4. Tires mount SUPER EASY, no more challenging than putting on standard clinchers
5. My brakes need to be "let out" just a smidge for me to get the lever pull that I prefer
6. The extra width of the tires with the 17.5mm inner width is noticeable in a good way.
I had the tires mounted and sealed in about 30 minutes. That included changing the cassette over from my neutron wheelset.
I got out for a 45 mile relatively flat ride with a few climbs and decents around the Beaverton/Hillsboro/Cornelious part of Oregon. Everything from good quality pavement to crap chip/seal pavement. The wheels and tires performed great.
I've alway been a fan of my neutron wheelset, but these did feel a tad more comfortable and just a bit snappier too. I had 100 psi in the tires like I do with my standard clincher wheels and these just felt nicer. I am comparing these to Michelin PRO4 tires.
I've got more testing to do on these, but so far initial impressions are very good. I am impressed. I especially like the fact that I got a wheelset with a campy compatible freehub. That has been the biggest obstacle in going tubeless.
I have Stans 340's with Record hubs on my cross bike and those feel a bit more compliant than the Easton EA90 RT setup. My cross wheels are 32 hole 3 cross though, so that is kind of expected.
Looking forward to how their tubeless carbon clincher sounds. Can't fathom paying the cost of them though.
After years of denial, I finally switched my mtn bike to tubless in 2012. Got tired of dealing with tubulars on my cross bike, so switched those to tubeless in 2012 with decent results. So now I can count 2013 as the year I switched my road bike to tubeless, and I may never go back after this ride.


----------



## wotnoshoeseh

Hi onrhodes,
I have just pulled the trigger on a set of these. Then I went looking for reviews of the EA90. The only reviews I could find were for EA90 SL's and SLX's and all I could read about were broken spokes, required preload adjustment (almost daily, reading between the lines) and crappy bearings.
It seems that a lot of these were due to the quality of spoke batches from Sapim, and a hand adjustable preload tensioner, and I was wondering if you could tell me what these wheels are like to have for an extended period of time.
Have you had any issues?
Any broken spokes?
Any issues with preload?
Any issues with seized bearings?

The ones I have purchased are 2013 model year with R4 hubs as per the attached.

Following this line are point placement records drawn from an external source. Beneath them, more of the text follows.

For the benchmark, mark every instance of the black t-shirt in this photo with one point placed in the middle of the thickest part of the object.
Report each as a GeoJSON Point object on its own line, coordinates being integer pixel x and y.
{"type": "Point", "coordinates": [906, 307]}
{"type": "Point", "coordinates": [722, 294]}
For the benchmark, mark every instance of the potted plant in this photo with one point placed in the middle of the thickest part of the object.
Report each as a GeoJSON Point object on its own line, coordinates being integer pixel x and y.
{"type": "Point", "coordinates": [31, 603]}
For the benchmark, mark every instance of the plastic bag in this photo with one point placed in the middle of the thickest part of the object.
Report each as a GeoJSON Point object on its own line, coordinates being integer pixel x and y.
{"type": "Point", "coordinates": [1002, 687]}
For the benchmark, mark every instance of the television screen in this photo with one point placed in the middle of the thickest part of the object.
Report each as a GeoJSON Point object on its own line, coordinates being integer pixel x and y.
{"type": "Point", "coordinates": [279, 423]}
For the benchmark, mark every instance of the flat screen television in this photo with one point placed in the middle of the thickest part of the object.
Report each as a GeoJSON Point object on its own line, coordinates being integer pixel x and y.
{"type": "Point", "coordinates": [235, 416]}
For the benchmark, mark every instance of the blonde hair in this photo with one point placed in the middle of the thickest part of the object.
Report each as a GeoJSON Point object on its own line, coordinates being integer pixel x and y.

Easton EA90 RT Road Wheelset 2013 | Chain Reaction Cycles

I look forward to your response / thoughts.

Thanks,
D.


----------



## onrhodes

I've only got about 1,000 miles on them since putting them on. I am in love with the ride of tubeless tires on these wheels.
I'll preface all of my comments with the following. I've been riding these at a "fat for me" weight of 140-145lbs and I am 5'4". I believe any review or comments should reflect the rider who is using the equipment. I don't tend to beat on equipment at all.
So, with that said, no issues with spokes breaking, no seized bearings (only ridden in the wet once so far) and there is a little play in the rear wheel that I need to adjust out of them after about 1,000 miles. These have been my everyday wheels since I put them on.
Mine are the 2013 model year too. I'm a competent enough mechanic that I should be able to fix any minor issues that happen to come up. So far I am very satisfied with my purchase.


----------